11 Secrets to increasing your metabolism
1) Drink up! Water, that is. A study reported in the December 2003 issue of The Journal of Clinical Endocrinology and Metabolism, found thatdrinking two cups of cold water increased metabolism by 30%, equal to burning 24 extra calories. So drinking eight cups of water (or any cool calorie-free beverage) daily would burn about 100 calories or enough to lose 10 pounds a year. According to the researchers, 40% of the increase in metabolic rate was due to your body warming the water from 72º to 98.6º F. (22º to 37º C.)

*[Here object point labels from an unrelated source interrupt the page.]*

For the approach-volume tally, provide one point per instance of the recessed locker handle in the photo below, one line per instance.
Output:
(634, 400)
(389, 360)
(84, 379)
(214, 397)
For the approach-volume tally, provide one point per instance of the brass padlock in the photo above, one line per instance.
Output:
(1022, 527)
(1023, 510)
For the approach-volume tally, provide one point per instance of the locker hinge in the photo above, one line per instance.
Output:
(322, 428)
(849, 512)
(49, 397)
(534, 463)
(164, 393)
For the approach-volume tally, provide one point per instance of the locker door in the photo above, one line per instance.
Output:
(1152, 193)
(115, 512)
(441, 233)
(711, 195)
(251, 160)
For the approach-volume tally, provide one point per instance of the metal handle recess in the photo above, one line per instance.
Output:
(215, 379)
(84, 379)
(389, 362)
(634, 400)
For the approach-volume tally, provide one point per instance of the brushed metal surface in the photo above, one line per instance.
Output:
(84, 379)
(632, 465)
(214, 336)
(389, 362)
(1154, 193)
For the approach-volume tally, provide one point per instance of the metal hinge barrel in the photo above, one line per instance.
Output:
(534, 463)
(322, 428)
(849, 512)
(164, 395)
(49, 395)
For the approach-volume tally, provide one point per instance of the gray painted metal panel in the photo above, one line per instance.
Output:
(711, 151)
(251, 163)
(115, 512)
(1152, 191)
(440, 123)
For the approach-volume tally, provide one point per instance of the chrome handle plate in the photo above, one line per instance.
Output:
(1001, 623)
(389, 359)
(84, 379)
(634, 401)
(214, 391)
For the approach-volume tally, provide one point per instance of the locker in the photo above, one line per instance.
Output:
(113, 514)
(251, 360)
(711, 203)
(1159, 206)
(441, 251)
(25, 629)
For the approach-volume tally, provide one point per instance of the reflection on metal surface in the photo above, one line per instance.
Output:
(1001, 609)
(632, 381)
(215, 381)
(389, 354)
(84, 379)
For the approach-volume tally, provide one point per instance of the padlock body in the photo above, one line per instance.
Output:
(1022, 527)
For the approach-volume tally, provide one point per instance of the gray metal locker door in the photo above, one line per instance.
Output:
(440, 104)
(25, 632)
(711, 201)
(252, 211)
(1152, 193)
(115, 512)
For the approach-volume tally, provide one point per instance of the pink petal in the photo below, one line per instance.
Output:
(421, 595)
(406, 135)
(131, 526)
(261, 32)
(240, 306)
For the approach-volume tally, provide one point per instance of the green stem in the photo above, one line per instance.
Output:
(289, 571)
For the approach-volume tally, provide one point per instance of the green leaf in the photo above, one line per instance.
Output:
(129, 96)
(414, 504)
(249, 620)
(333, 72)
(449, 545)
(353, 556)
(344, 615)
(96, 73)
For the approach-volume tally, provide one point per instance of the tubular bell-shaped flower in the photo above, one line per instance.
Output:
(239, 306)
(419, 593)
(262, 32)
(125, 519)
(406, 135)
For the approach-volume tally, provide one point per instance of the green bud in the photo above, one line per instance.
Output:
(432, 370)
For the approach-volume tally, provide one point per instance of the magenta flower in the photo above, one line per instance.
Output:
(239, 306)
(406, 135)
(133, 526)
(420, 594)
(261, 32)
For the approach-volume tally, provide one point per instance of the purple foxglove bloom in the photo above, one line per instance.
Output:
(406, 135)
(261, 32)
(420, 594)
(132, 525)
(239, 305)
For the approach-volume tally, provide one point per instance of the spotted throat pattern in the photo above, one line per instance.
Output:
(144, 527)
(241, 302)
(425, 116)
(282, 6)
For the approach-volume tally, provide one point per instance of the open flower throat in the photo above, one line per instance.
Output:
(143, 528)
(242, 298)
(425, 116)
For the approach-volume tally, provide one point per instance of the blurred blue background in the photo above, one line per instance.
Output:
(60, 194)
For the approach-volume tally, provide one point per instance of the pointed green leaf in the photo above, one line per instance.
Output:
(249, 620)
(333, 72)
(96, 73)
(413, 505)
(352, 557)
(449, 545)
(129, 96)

2) Make sure you eat enough! When you diet, you typically cut calories. Unfortunately, if you cut back too far, your body may think you are starving and will slow down your metabolism; you also will be unable to meet all your nutrient needs. One way to prevent this is to try and eat enough calories to at least match your resting metabolic rate. Your resting metabolic rate is based on your age, height, weight and frame type. For a personalized consultation regarding your daily calorie and protein needs, please contact me at: Linda@ExpertNutritionConsulting.com
3) Strength training just 30-40 minutes two times a week is enough to increase your metabolism. Increasing your muscle mass by strength training can increase your metabolism by up to 100 calories per day! The more muscle you have, the more calories you will burn. Every pound of muscle burns approximately 35 calories/day, while each pound of fat burns only 2 calories/day. Not only does strength training increase your metabolism, but it can promote healthy bones and help prevent muscular injuries.
4) Something’s fishy….. A recent study in Obesity Research found that rats who took large doses of fish oil (Omega-3 fatty acids) while exercising, lost weight. Omega-3’s help to keep blood sugar levels steady, reduce inflammation and regulate metabolism. Recent recommendations suggest 1,000-2,000 milligrams per day; which amounts to about 3 oz of salmon, herring, trout, sardines, kipper snacks or oysters. Besides fish and fish oil supplements, you can find omega-3’s in flaxseed oil, flaxseed meal, walnuts and peanut butter or eggs fortified with omega-3’s.
5) Make sure to eat breakfast every morning! Studies have shown that people who eat a nutritious breakfast tend to eat less calories throughout the day and according to the National Weight Control Registry, 78% of those who lost weight and kept it off more than 5 years, are tried and true breakfast eaters. While you are sleeping, your blood sugar levels can plummet and you need something to bring those levels back up and provide you with energy for the day.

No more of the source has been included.